4月に入り、明日4/3はいよいよウズベキスタンでの世界タイトルマッチ。この興行までもう24時間を切りました。
IBF世界スーパーバンタム級暫定王者、岩佐亮佑(セレス)が、WBAスーパー・IBF世界同級王者であるムロジョン・アフマダリエフに挑む一戦です。
岩佐にとっては大一番であり、アフマダリエフにとっては凱旋試合となるこの注目の一戦は、ボクシング新興国であるウズベキスタンで初の世界タイトルマッチ開催となるそうです。
現地の注目度も高いのでしょうか。
アフマダリエフの油断を、少しだけ期待してはいましたが、アフマダリエフは岩佐をしっかりと警戒しているような記事が出ていたので、それは薄そうです。
↓正式決定時に書いたプレビュー記事
アフマダリエフは、超僅差とはいえ、あのダニエル・ローマンと12Rを渡り合い、ローマンの圧に真っ向から向かっていったファイターです。
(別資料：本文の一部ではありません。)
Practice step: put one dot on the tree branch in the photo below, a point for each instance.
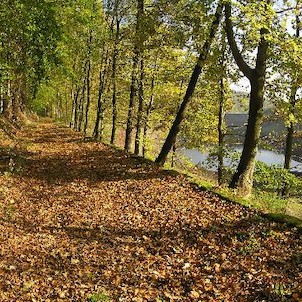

近い距離で闘う事を好みますが、もともとその技術には定評があり、ボクシングの幅も広い。
前戦では心身両面のスタミナも証明したことで、スーパーバンタム級において最高の評価を獲得しています。
およそ穴が少ないアフマダリエフにとって、唯一試されていない事といえば、顎の強さかもしれません。
ダニエル・ローマンはこの階級においてパワーパンチャーとは言えず、連打型のファイター。その手数に屈する、心の折れるボクサーはいても、ワンパンチKOの出るようなボクサーではありません。
無敗であること、戦績が少ない事は、まだまだ底をさらしていないだけです。
誰が見ても強者と呼べるアフマダリエフ相手に、岩佐はこれまで冷静です。
この岩佐は冷静さが武器で、海外での試合経験も豊富、そして今、油がのっている状態です。
過去史上、最も強いであろう岩佐が、過去最高の相手ともいえるアフマダリエフに挑む一戦。
そして得意の左ストレートを叩き込む瞬間が訪れれば、可能性は十分にあると思えます。そしてその左ストレートを当てるために、例えどんなにリードされようとも、やりづらかろうとも、岩佐にとっては焦らない事が肝要。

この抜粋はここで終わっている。